Um espetáculo de texto, que marcou a fogo meu coração de pai. Nem vou falar mais nada. Apenas voltem em paz e segurança para a "Terra Brasilis", que gera pessoas humanas como tu e Maria. Pessoas que valem o nosso sacrifício do presente, do passado e, se a energia e saúde me sobrarem, o futuro até a última gota.
Bjs aos dois!

Jane M disse...

Fiz um comentário de umas 10 páginas que sumiu , shit (nem tanto, mas era longo).
Vou tentar repetir e se ele aparecer, por favor, escolha um.

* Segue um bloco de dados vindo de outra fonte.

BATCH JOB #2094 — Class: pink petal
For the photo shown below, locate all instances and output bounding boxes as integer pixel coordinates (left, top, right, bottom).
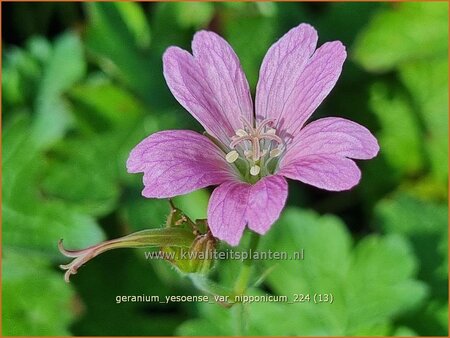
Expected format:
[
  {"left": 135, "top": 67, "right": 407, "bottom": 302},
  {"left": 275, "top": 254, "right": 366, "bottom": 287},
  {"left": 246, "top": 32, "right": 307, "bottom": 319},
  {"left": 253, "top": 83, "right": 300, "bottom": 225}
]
[
  {"left": 208, "top": 176, "right": 287, "bottom": 245},
  {"left": 277, "top": 154, "right": 361, "bottom": 191},
  {"left": 163, "top": 31, "right": 253, "bottom": 144},
  {"left": 127, "top": 130, "right": 234, "bottom": 198},
  {"left": 280, "top": 117, "right": 380, "bottom": 168},
  {"left": 255, "top": 24, "right": 317, "bottom": 120}
]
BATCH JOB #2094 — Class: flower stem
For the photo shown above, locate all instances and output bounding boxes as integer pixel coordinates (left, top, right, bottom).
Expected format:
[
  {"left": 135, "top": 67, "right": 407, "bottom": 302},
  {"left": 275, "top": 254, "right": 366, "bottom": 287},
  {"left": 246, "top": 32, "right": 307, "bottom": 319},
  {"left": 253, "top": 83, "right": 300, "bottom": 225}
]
[{"left": 234, "top": 232, "right": 260, "bottom": 296}]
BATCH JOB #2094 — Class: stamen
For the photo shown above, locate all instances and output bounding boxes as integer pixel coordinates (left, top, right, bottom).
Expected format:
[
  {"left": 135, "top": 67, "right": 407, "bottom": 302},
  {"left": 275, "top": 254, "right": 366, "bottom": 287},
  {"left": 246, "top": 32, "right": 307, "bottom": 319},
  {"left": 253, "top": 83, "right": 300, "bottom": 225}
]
[
  {"left": 250, "top": 164, "right": 261, "bottom": 176},
  {"left": 225, "top": 150, "right": 239, "bottom": 163}
]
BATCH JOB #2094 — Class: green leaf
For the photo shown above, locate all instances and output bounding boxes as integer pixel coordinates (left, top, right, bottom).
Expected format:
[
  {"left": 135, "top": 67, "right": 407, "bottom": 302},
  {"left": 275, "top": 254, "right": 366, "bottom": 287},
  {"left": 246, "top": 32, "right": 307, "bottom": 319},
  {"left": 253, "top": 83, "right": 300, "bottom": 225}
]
[
  {"left": 174, "top": 2, "right": 214, "bottom": 29},
  {"left": 375, "top": 194, "right": 448, "bottom": 336},
  {"left": 223, "top": 4, "right": 277, "bottom": 88},
  {"left": 32, "top": 32, "right": 86, "bottom": 148},
  {"left": 2, "top": 251, "right": 75, "bottom": 336},
  {"left": 375, "top": 194, "right": 448, "bottom": 299},
  {"left": 69, "top": 77, "right": 146, "bottom": 133},
  {"left": 86, "top": 2, "right": 153, "bottom": 99},
  {"left": 400, "top": 57, "right": 448, "bottom": 184},
  {"left": 178, "top": 209, "right": 427, "bottom": 336},
  {"left": 353, "top": 2, "right": 448, "bottom": 72},
  {"left": 2, "top": 116, "right": 104, "bottom": 258},
  {"left": 114, "top": 2, "right": 150, "bottom": 48}
]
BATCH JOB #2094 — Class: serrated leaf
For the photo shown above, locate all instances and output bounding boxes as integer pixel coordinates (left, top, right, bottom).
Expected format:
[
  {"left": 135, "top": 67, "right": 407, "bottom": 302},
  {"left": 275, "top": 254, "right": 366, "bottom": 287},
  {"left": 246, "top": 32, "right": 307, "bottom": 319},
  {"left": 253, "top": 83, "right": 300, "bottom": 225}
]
[
  {"left": 375, "top": 195, "right": 448, "bottom": 298},
  {"left": 400, "top": 57, "right": 448, "bottom": 184},
  {"left": 86, "top": 2, "right": 153, "bottom": 99}
]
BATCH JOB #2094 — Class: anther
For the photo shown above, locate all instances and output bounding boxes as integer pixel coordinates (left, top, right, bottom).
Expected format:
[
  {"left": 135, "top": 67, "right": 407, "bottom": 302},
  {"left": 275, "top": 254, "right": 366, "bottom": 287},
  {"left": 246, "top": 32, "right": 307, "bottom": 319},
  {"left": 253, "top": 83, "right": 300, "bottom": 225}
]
[{"left": 225, "top": 150, "right": 239, "bottom": 163}]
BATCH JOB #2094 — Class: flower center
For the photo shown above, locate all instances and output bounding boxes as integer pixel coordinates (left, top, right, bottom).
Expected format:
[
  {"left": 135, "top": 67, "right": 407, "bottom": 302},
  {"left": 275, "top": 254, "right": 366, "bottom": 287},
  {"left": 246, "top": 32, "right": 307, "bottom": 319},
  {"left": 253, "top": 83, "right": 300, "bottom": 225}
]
[{"left": 225, "top": 117, "right": 283, "bottom": 180}]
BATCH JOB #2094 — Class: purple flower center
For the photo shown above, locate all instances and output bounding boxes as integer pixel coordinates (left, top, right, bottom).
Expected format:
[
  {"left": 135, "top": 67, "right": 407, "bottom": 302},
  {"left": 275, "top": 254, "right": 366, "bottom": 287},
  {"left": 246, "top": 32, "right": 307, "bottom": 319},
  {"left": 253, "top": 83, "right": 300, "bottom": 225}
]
[{"left": 225, "top": 117, "right": 283, "bottom": 181}]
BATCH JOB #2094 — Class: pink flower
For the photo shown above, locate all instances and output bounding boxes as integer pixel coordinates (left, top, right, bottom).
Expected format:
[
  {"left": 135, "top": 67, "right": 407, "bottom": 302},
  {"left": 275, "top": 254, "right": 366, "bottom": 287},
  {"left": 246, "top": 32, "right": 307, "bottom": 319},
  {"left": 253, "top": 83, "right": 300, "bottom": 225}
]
[{"left": 127, "top": 24, "right": 379, "bottom": 245}]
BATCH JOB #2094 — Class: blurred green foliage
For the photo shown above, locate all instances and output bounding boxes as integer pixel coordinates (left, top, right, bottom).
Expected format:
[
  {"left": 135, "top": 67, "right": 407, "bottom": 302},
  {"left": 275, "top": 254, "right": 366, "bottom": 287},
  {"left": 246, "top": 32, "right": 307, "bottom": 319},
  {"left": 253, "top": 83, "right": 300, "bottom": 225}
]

Tinha dito que vim ver o texto super comentado do twitter e que tambem me emocionei.
Vc conseguiu transmitir a emoção da Maria e a sua!
Criar filho não é facil nos moldes papai-mamãe-filhinho e nem em outros moldes qualquer. É um desafio , uma expectativa, uma certa angústia até.
O que sabemos é que queremos o melhor pra eles e pedimos a Deus é que eles tambem aceitem o que fazemos como sendo o nosso melhor, porque tenho certeza que sempre oferecemos o melhor de nós.
Enfim, parabéns para Maria!!!! Que ela continue crescendo feliz e sempre com a certeza que ela está cercada por pessoas muito especiais e que estão dando o melhor de si pra ela ser uma adulta realizada.
Bjo

Anônimo disse...

Pode incluir mais uma pessoa na lista dos orgulhosos.

E eu, manteiga, chorei desde o princípio.

Nanam deve ser mesmo muito especial!

Bocó.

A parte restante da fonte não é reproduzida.